The FBI has issued an urgent warning about Medusa ransomware targeting Outlook and Gmail users, with ransom demands reaching as high as $15 million and hundreds of victims already affected.
Top Takeaways
- Medusa ransomware has victimized over 300 organizations across critical sectors including healthcare since its emergence in 2021
- Attackers demand ransoms between $100,000 and $15 million while threatening to publish stolen data if not paid
- The cybercriminal group Spearwing uses sophisticated phishing campaigns targeting Gmail and Outlook users
- Federal agencies recommend implementing multi-factor authentication, regular backups, and network segmentation to protect against attacks
- Companies should develop comprehensive recovery plans with multiple secure data copies to mitigate damage
Federal Agencies Sound the Alarm
The FBI and Cybersecurity and Infrastructure Security Agency (CISA) have jointly issued an urgent warning to American businesses and individuals about the growing threat of Medusa ransomware. First identified in June 2021, this sophisticated cyberattack specifically targets users of popular email platforms including Outlook and Gmail. The alert comes as part of the agencies’ #StopRansomware initiative designed to help organizations protect their digital assets from increasingly aggressive cybercriminal syndicates operating internationally. Federal investigators have documented over 300 victims impacted by Medusa ransomware attacks as of February 2025.
Inside the Medusa Operation
According to cybersecurity experts, a group called Spearwing is behind the Medusa ransomware campaign. This organization recruits “access brokers” who specialize in compromising networks, paying them between $100 and $1 million depending on the target’s value. Their primary attack vectors include sophisticated phishing emails designed to look like legitimate communications and exploitation of unpatched software vulnerabilities. Once inside a network, the attackers deploy ransomware that encrypts critical data while simultaneously exfiltrating sensitive information for leverage in their extortion demands.
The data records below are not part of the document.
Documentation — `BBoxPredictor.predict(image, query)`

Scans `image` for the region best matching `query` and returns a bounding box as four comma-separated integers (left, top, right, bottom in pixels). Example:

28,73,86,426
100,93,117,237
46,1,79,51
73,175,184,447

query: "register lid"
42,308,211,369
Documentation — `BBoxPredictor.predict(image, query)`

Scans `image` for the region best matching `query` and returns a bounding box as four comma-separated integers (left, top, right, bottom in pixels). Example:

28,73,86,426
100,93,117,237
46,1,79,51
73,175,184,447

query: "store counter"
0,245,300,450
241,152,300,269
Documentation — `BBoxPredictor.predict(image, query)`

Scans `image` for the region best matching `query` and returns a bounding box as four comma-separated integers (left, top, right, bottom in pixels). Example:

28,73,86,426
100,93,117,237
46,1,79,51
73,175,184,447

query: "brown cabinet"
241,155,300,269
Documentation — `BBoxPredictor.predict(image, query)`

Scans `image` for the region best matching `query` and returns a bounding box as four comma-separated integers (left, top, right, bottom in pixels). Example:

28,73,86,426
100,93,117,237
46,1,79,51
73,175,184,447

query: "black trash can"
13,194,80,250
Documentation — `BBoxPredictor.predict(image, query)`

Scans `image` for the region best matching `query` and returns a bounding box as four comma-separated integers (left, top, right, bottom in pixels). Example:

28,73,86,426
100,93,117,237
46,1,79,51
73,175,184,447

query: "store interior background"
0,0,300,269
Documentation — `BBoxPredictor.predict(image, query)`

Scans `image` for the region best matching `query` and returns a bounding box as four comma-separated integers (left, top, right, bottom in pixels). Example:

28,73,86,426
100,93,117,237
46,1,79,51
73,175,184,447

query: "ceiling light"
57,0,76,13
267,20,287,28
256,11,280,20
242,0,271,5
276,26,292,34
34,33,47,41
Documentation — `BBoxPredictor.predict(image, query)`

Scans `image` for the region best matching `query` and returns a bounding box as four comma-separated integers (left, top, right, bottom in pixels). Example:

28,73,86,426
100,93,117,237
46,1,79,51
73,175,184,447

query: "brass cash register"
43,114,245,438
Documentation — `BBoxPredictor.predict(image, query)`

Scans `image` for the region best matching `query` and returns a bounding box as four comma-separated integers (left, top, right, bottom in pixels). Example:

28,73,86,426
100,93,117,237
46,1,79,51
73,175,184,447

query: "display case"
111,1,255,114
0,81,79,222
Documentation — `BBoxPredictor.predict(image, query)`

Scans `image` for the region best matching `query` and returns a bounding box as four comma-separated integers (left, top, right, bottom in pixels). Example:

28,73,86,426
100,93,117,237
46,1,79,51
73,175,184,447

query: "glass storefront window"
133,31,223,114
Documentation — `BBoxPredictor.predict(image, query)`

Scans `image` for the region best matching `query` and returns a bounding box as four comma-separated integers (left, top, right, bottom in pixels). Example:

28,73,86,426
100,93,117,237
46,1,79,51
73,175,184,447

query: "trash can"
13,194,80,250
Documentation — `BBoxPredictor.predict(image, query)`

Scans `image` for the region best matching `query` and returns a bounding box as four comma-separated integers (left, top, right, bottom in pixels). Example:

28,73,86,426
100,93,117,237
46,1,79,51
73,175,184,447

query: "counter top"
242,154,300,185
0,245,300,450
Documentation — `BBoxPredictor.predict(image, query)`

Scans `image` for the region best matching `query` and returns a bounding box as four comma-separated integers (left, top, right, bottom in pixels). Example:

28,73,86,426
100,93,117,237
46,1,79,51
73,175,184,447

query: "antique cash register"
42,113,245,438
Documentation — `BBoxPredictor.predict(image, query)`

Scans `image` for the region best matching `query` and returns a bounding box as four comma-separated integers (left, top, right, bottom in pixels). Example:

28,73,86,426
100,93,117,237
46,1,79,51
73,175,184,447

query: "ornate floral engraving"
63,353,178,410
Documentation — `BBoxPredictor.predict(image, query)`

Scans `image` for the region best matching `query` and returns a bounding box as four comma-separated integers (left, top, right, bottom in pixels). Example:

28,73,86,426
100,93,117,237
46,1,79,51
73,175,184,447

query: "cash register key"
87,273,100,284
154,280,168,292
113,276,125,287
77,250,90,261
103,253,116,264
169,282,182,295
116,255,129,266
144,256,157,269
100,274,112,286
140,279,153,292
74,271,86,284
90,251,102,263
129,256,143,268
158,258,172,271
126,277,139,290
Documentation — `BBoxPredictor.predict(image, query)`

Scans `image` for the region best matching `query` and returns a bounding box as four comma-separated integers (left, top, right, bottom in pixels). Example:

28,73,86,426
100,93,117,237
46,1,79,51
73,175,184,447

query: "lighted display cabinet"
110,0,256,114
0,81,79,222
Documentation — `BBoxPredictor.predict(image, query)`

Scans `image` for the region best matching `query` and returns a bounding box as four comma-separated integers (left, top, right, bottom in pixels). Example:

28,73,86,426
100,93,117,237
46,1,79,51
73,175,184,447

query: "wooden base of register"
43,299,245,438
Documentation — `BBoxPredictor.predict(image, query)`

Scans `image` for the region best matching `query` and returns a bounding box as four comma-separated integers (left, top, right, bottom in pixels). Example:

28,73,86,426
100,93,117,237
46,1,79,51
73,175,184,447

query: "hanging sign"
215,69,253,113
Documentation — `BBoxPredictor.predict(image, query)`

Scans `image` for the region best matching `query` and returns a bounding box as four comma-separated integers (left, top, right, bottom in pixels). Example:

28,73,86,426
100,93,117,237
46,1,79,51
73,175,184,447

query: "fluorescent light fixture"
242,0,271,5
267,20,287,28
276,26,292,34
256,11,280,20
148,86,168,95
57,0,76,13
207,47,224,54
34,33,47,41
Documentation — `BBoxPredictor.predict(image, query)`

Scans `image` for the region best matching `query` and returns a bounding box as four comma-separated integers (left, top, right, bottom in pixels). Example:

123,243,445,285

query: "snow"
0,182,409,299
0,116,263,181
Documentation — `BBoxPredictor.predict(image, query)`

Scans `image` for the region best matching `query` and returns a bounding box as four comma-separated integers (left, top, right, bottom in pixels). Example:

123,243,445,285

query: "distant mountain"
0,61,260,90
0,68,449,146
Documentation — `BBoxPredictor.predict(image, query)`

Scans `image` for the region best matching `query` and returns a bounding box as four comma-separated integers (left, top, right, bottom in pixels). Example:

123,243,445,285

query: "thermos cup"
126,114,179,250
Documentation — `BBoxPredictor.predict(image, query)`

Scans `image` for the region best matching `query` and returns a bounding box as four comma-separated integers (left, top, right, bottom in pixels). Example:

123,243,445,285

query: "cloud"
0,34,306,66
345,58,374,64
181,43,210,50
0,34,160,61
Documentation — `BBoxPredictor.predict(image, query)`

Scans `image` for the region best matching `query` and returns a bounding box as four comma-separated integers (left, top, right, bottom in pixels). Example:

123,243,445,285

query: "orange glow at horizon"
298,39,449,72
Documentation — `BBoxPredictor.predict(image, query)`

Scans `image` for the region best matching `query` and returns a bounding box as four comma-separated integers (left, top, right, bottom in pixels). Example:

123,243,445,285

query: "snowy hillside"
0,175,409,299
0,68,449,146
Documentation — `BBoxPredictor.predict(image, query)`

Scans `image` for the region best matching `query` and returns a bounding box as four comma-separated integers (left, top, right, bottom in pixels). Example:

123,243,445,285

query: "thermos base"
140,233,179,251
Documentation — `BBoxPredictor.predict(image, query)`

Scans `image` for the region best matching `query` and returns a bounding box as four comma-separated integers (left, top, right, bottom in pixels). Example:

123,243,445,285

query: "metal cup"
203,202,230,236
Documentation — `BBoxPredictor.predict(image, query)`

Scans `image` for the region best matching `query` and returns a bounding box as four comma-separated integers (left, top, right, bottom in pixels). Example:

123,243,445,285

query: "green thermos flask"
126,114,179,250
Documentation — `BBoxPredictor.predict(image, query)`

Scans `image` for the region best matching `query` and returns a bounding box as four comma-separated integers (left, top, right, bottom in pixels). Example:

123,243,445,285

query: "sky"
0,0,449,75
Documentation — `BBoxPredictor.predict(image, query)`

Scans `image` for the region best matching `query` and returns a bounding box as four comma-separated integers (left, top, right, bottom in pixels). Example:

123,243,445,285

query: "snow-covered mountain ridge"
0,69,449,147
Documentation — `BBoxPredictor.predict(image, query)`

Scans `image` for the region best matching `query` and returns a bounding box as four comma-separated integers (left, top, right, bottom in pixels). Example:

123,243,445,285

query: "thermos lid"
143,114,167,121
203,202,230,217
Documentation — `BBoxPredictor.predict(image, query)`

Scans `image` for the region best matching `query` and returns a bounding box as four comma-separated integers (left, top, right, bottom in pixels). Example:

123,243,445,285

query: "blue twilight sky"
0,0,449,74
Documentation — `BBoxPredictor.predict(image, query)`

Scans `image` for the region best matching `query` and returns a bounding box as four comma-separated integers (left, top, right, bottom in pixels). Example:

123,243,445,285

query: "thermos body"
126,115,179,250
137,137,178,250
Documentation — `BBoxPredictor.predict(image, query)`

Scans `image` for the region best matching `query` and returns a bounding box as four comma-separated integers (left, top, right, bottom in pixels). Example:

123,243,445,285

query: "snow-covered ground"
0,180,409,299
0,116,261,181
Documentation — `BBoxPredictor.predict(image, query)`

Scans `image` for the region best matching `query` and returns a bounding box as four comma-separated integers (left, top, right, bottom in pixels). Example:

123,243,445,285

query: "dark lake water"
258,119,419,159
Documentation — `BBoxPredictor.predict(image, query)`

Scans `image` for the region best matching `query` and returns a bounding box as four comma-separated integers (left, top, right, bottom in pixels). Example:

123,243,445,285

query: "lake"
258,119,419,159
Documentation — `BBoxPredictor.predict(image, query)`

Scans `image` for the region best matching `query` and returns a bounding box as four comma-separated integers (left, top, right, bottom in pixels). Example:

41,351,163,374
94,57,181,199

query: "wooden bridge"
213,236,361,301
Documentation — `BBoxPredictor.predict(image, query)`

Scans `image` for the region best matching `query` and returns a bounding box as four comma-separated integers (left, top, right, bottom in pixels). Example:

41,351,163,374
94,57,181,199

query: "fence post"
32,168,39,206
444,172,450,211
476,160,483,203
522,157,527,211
“Like the majority of ransomware operators, Spearwing and its affiliates carry out double extortion attacks, stealing victims’ data before encrypting networks in order to increase the pressure on victims to pay a ransom. If victims refuse to pay, the group threatens to publish the stolen data on their data leaks site,” cybersecurity brand Symantec wrote in a recent blog.
Since early 2023, Spearwing has successfully compromised approximately 400 organizations, with their data leaks site showcasing stolen information from those who refused to pay ransoms. The group is particularly dangerous because they also hijack legitimate accounts, including those belonging to healthcare organizations, to further their attacks. Ransom demands have ranged dramatically from $100,000 for smaller targets to as much as $15 million for large enterprises with sensitive data.
Do you use Gmail or Outlook? FBI, CISA issue warning about Medusa ransomware https://t.co/QcX4ZkE7nz
— USA TODAY (@USATODAY) March 18, 2025
Protecting Your Digital Assets
The FBI and CISA have outlined several critical strategies to protect against Medusa and similar ransomware threats. Organizations should develop comprehensive recovery plans that include multiple copies of important data stored in physically separate, secure locations. Implementation of multi-factor authentication is essential, particularly using authenticator apps rather than text-based verification. Regular password changes using complex, unique credentials for each service provide an additional layer of security against credential-based attacks.
Other strategies include network segmentation, which prevents attackers from moving laterally through systems once they’ve gained access. Keeping all software and systems updated with the latest security patches closes vulnerabilities that ransomware operators exploit. Regular monitoring of network activity for unusual patterns can help identify breaches before they escalate to full-scale encryption events. Finally, maintaining offline, encrypted backups ensures that even if ransomware successfully compromises systems, critical data can be restored without paying criminals.